For my design, I hand-drew the image using contrasting colors for the various shades of red, purple, and black which would each become a separate screen. This made it easier to scan and edit the layers on the computer before printing screen printing films.
While I was prepared to spend some time designing and dyeing the cloth, I decided to take some modern short cuts for my project. For one, I used screen printing techniques to print mordant pastes to achieve various shades of red, purple, and black. I do all my screen preparation and burning in a shed in my backyard which, if you’re familiar with screen printing, is a whole process in itself. Once I had these five screens ready to print, I prepared the scoured fabric (a fine pima cotton) by soaking in a lightly heated bath of sumac leaves, my preferred local tannin source.
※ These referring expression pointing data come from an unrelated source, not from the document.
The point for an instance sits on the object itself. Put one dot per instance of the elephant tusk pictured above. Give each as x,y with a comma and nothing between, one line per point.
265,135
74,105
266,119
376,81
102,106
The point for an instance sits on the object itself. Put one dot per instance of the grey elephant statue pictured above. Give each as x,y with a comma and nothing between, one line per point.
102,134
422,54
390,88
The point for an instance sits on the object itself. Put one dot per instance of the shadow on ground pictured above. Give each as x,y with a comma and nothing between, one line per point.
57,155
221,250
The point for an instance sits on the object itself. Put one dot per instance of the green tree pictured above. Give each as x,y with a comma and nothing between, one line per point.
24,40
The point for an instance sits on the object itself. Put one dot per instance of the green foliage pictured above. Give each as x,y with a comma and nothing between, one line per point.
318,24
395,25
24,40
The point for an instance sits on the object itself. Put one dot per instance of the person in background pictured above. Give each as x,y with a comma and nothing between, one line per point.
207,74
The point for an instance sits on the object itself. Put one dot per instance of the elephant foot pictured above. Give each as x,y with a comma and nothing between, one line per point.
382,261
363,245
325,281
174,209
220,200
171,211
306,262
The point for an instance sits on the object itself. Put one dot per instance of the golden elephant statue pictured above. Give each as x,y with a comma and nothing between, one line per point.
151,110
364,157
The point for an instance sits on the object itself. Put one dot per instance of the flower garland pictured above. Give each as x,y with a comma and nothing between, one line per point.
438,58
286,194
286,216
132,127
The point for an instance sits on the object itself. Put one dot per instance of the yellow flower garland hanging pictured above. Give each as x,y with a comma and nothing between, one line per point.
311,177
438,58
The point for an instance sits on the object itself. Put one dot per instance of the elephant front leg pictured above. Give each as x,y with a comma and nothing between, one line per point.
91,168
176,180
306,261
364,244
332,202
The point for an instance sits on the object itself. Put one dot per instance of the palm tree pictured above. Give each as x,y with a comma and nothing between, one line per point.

Once sufficiently tannined and dried, I screenprinted the black lines with an iron mordant. Iron reacts with the tannic acid from the sumac leaf bath to form a ferrous tannate complex that binds within the fiber, this creates the dark lines. Though I’ve used cow’s milk in the past to coat the fabric and prevent the iron from bleeding, I decided I didn’t need it in this case as this particular fabric is very finely woven. I added some extra guar gum thickener to my iron paste, which helped prevent bleeding as well. Once the black lines were printed they needed to be fixed in a “dung” bath, in this case I used calcium carbonate and wheat bran to imitate the traditional cow's dung. Though I’ve read that fabrics pre-treated with tannin and printed with iron do not need the extra step of the dung bath before dyeing, this has not been my experience. I think at least they should be thoroughly rinsed, as excess iron can become adhered to other areas of the fabric. I then put the pieces back into a sumac leaf bath briefly. This double tannin bath seems to really make the dark lines pop, locking in the ferrous tannate complexes.
The alum mordants were then printed in three layers, the bright red layer being a 10% alum acetate solution, the light red being a ~2% alum acetate solution, and the purpley red a 90% alum, 10% iron mixture using the “full strength” alum and iron solutions (10% and 2% respectively). To learn more about mordants, see my previous blog post here. As I haven’t worked much with wax resist and I know that would be a whole study in itself, I opted to use a citric acid paste (I simply use thickened lemon juice) to remove bits of the alum mordant in an, admittedly crude, imitation of the fine white lines of chintz patterns. The textile then gets set again in the dung bath, and dyed in a madder bath. As my homegrown madder is still maturing, I use ground madder root (Rubia tinctorum) from Botanical Colors. The fabric remains in the just-below-simmering madder bath for about an hour as the colors develop, and then is rinsed and dipped into a bath of wheat bran, calcium carbonate, and a bit of tannic acid to rinse residual dyes from the background. This method is quite effective!
After the madder bath and subsequent cleaning, I had a printed pattern in black and three shades of red to purple. I decided to add indigo, Maya blue, and madder lake pigments with a brush using fresh soy milk as a binder. Though these painted pigments will not be as tenaciously washfast as the dyed portion, this option gave me much greater control over the placement of the indigo. I also decided not to add any yellows to the pattern or to “glaze” the fabric which sounds like it could either involve heavy machinery or lots of manual labor.
I am really pleased with the results, though it’s far from the intricate precision of historical chintz fabrics. In my research I’ve found an Indian artist attempting to recreate historical chintz fabrics with natural dyes. Though there isn’t much information on Renuka Reddy’s website, this article contained some great photos with a bit more detail.
While printing and dyeing with plants has become my comfort zone, the next step of this project was the most daunting. I put off sewing the shirt for a month or so, telling myself the fabric needed to cure and dreading sitting down to piece it all together. I’m still just learning my way around a sewing machine. When it comes to creative expression I generally work with a solid balance of planning ahead and pure spontaneity, and because I don’t have enough experience yet to break all the rules, machine sewing can feel a bit rigid. Recently, though, my interest in making wearable, three-dimensional pieces has overwhelmed my reluctance to slog through the learning process.
As you can tell from the previous photos, I had made the bold decision to cut the pattern pieces before printing and dyeing. I drafted the pattern and cut the pieces using this guide. For someone who has never actually followed a pattern before, drafting my own took awhile, but I definitely recommend these resources! Finally, and through a fair amount of trial and error, I pieced together the pattern pieces using the instructions here. I also used a shirt that I knew fit him well as a reference as I sewed. This was very helpful. Still, not everything fit together perfectly! I had made some mistakes with the arm holes (still not sure how to use a French curve...) and needed to make some last minute adjustments, but overall I was immensely thrilled, and a bit shocked, when the final product actually fit! I also discovered some of the amazing details of fitted dress shirts that I'd previously overlooked, such as the practical and adorable sleeve plackets!